«Trop, c'est trop.» La campagne française pour que soit respecté le numerus clausus en prison porte un nom qui dit bien le degré d'exaspération. Des prisonniers eux-mêmes, qui se retrouvent jusqu'à quatre dans une cellule de 9 m2, alors que la loi prévoit 11 m2 par personne. Mais exaspération aussi des sympathisants, parmi lesquels Nancy Huston.

Dans Le Guichet-voix carcérales, une création sonore de Karelle Ménine à vivre ce jeudi au Planétarium de Vaulx-en-Velin, à Lyon, on entendra la voix de l'écrivaine ainsi que celles d'ex-détenus, d'une avocate et de proches de prisonniers. Avec toujours ce constat: étant donné sa surpopulation, la prison fabrique la violence qu'elle voudrait endiguer. D'entrée, lever un malentendu. Karelle Ménine n'a pas pu pénétrer à l'intérieur des pénitentiaires pour interviewer des détenus. En Suisse comme en France, l'accès en est interdit, car, disent les directeurs, «la surpopulation ne permet pas de garantir la sécurité des visiteurs.»

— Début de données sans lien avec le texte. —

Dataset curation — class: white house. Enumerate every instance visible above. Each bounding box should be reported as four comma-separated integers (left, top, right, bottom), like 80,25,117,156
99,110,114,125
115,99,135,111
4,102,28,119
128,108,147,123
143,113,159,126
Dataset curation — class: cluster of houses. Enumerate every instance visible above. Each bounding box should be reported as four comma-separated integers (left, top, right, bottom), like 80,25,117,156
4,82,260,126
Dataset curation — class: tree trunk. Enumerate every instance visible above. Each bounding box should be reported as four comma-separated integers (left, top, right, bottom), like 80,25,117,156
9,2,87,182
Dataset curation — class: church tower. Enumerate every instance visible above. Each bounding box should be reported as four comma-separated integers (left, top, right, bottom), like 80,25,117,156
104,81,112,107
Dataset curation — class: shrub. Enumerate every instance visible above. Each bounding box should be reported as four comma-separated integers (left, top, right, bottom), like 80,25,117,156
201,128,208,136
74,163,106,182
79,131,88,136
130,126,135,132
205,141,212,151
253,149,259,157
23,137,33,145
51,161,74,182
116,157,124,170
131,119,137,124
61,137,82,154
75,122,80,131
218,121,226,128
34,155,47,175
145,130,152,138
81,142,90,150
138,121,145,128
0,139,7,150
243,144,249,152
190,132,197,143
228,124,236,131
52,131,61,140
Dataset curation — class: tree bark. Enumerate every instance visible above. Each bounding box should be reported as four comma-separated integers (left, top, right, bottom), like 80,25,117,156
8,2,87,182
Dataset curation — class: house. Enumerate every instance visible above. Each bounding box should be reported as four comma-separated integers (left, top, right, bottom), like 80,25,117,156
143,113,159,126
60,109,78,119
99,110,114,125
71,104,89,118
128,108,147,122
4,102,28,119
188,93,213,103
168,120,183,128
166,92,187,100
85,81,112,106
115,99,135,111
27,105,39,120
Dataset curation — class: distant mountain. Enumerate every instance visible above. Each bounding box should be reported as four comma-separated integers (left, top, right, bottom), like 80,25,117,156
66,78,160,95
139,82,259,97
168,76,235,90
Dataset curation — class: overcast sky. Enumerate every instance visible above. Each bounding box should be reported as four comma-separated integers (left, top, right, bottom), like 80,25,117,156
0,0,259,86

Un comble, évidemment, quand les visiteurs en question souhaitent justement dénoncer les «indécentes conditions de détention»... Mais Karelle Ménine n'est pas du genre à baisser les bras. Ex-collaboratrice de la Radio suisse romande où elle a démontré sa force d'implication, la jeune femme a recueilli des témoignages d'ex-détenus, notamment une séquence «bouleversante» où un ex-tôlard converse «en hurlant» avec les habitants de la prison Saint-Paul depuis les voies de la gare Lyon-Perrache. «C'est typiquement un établissement en plein cœur d'une ville que personne ne voit», constate Karelle Ménine. «Raison pour laquelle, à Paris, il y a une année, on a installé une cellule place de la Concorde que des artistes ont occupée en silence. C'est à travers des actions concrètes que les gens peuvent réaliser l'exiguïté de l'espace carcéral.»

Tué pour avoir parlé

Sous la voûte du planétarium de Lyon, une avocate racontera comment son client de 19 ans s'est fait tuer par ses codétenus parce qu'il avait dénoncé le manège d'intimidation dont il était victime. Au programme encore, l'assurance de David, à peine sorti de geôle, de refaire un braquage, tant l'inscription de la prison à son CV entame toute chance de réinsertion... et encore ces anonymes qui actionnent Le téléphone du dimanche, une émission des RCF (radios chrétiennes francophones) pour transmettre des mots d'encouragement à leurs proches enfermés.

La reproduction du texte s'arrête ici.